Nada do que aqui se sustenta enfraquece a necessária imparcialidade (termo que não se confunde com neutralidade ideológica) do Judiciário. Pelo contrário, fortalece. Sabendo-se, por exemplo, das posições políticas de um dado magistrado, podem as partes melhor averiguar se sua decisão efetivamente pautou-se pela técnica jurídica ou pelo voluntarismo ideológico. Ademais, impõe, ao magistrado conhecido por defender determinadas ideias, um maior ônus argumentativo para decidir uma causa em que se discutem essas mesmas ideias.

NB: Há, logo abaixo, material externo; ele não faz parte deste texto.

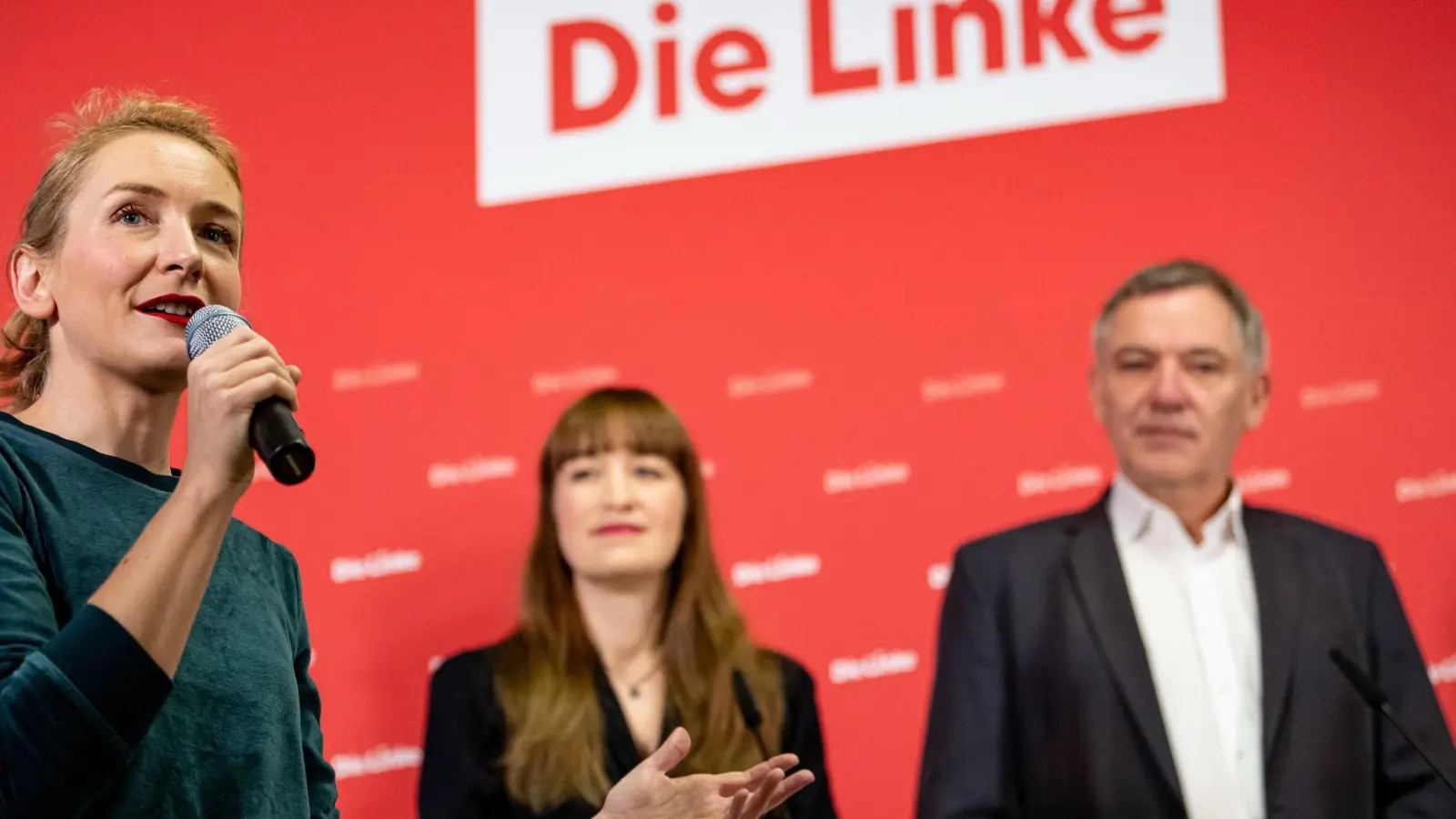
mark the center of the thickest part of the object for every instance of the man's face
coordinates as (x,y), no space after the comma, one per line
(1174,390)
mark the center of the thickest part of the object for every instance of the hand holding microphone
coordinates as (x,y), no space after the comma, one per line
(240,395)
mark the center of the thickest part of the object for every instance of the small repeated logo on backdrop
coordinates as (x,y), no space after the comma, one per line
(1059,480)
(938,576)
(775,570)
(1431,487)
(873,666)
(682,89)
(382,760)
(1261,480)
(574,380)
(472,471)
(1443,672)
(1318,397)
(966,385)
(376,375)
(373,566)
(865,477)
(769,383)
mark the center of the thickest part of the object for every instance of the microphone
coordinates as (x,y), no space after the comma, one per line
(1376,698)
(749,707)
(273,430)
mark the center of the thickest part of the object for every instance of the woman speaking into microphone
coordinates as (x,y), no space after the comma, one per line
(153,649)
(124,690)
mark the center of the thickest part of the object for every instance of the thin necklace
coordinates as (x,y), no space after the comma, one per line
(632,687)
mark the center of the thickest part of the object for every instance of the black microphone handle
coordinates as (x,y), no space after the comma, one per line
(1376,698)
(1416,743)
(278,440)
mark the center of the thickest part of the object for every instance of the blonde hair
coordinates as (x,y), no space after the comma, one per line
(98,118)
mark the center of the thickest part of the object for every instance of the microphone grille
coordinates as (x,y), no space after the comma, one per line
(210,324)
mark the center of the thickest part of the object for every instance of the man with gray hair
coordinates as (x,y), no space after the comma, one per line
(1165,653)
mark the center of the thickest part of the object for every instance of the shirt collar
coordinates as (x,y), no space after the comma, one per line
(1135,515)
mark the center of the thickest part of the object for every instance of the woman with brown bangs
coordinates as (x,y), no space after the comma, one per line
(628,636)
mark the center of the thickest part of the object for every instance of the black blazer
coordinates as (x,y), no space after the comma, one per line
(1043,703)
(465,738)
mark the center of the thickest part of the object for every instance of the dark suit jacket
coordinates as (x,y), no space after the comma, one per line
(465,738)
(1045,707)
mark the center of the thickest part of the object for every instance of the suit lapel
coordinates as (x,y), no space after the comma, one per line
(1098,577)
(1276,560)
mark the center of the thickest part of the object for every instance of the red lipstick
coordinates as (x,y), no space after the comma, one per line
(172,308)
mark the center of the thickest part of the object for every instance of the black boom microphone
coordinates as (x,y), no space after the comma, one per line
(1376,698)
(273,430)
(749,707)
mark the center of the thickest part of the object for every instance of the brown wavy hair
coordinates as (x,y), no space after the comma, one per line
(99,118)
(545,675)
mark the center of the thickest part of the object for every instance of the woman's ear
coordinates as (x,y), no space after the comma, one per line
(29,283)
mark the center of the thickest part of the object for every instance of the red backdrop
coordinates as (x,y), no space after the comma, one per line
(878,339)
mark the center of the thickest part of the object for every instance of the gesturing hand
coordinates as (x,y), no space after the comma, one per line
(650,793)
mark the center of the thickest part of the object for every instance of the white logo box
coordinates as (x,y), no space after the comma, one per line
(837,77)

Evidente que inexiste juridicamente liberdade absoluta para magistrados falarem o que e como quiserem. O direito à palavra não exime juízes, por exemplo, do dever de não prejulgar uma causa que presidem quando emitem uma opinião, ou ainda do dever de não fazer uso do anonimato, proibido pela Constituição (art. 5o, IV). Não podem, outrossim, ofender a autoestima e a imagem de terceiros e nem tampouco promover o discurso do ódio, da intolerância ou que, de alguma forma, enfraqueça toda a sistemática de Direitos Humanos que alicerça o Estado de Direito a que têm o dever funcional de assegurar.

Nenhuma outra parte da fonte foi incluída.